Monday, June 4, 2012

UK doctors strike against $ 83.000 pension deal

Another reason to scrap NHS
Producer oriented health systems always put interests of patients second, but this one takes the biscuit
The Commentator
As is being widely reported across the British media, doctors have voted for strike action in protest at government reforms for pensions that would give a doctor starting out his or her career today £53,000 ($82,000) upon retirement at the age of 65. Should they work longer than that, their pension would be considerably greater.

Many general practitioners in Britain earn in excess of  £100,000 ($155,000) a year, making them some of the best paid employees in the public sector and clearly giving them enormous opportunities to build up a hefty nest egg for their retirement.
The sheer selfishness of the move at a time of austerity for everyone has got even some of the Left-wing press up in arms, though as is usual in British public discourse no-one is getting to the core issue, which is that this is yet another example of what happens when your health care system is run along Soviet lines rather than employing a reasonable mix of the public and private sectors.

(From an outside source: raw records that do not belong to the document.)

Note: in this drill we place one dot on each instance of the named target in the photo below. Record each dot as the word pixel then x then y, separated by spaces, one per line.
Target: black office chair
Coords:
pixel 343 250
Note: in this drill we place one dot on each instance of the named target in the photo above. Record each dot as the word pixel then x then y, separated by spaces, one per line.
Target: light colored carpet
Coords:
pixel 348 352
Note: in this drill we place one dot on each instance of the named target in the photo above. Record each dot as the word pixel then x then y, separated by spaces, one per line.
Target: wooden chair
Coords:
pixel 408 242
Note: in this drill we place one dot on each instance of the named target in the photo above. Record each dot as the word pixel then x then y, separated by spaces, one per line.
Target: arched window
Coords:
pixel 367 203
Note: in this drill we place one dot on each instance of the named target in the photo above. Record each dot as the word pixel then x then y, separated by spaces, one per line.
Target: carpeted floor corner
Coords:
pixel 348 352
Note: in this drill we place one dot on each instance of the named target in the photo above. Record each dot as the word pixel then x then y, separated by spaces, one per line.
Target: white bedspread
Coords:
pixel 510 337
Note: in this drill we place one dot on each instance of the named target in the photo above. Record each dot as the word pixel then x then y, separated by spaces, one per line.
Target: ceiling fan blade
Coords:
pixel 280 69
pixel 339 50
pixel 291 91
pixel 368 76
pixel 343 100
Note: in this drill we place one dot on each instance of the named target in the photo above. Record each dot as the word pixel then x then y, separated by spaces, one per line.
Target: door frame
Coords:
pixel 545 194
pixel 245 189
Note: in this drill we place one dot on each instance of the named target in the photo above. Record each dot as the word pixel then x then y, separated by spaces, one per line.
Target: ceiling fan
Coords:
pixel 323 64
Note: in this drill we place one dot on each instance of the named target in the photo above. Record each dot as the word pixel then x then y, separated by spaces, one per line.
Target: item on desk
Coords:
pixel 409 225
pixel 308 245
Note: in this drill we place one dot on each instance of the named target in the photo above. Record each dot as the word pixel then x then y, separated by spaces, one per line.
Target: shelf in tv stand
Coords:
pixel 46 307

For it is precisely the type of health system Britain uses that hands so much power to the producer, as it does in all sectors of the economy where a state monopoly dominates. This is because employees in such institutions know that the consumer has little option of going anywhere else. And when the institution is a hospital or a doctor's surgery and when the consumer is a sick patient, the producer's ability to dictate terms becomes overwhelming.
In the NHS. this has resulted in a highly unionised workforce which can get away with poor standards of service while simultaneously extracting highly lucrative pay deals combined with jobs for life and enviable benefit packages.   
As shown by cancer survival rate comparisons, for example, the British National Health Service is one of the worst health systems in the Western world, and is even being overtaken in some respects by former communist countries of central and eastern Europe which, in most cases, use a public-private insurance model to deliver health care and where doctor's pay rarely exceeds £25,000 ($39,000) a year.
The British government is saying it won't budge in the face of the doctors' intimidation, which is obviously the right course of action and will probably have public support. But even if they beat the unions this time around, the problem will never be fixed until this creaking old rust bucket of a National Health Service is finally abolished and replaced with something better.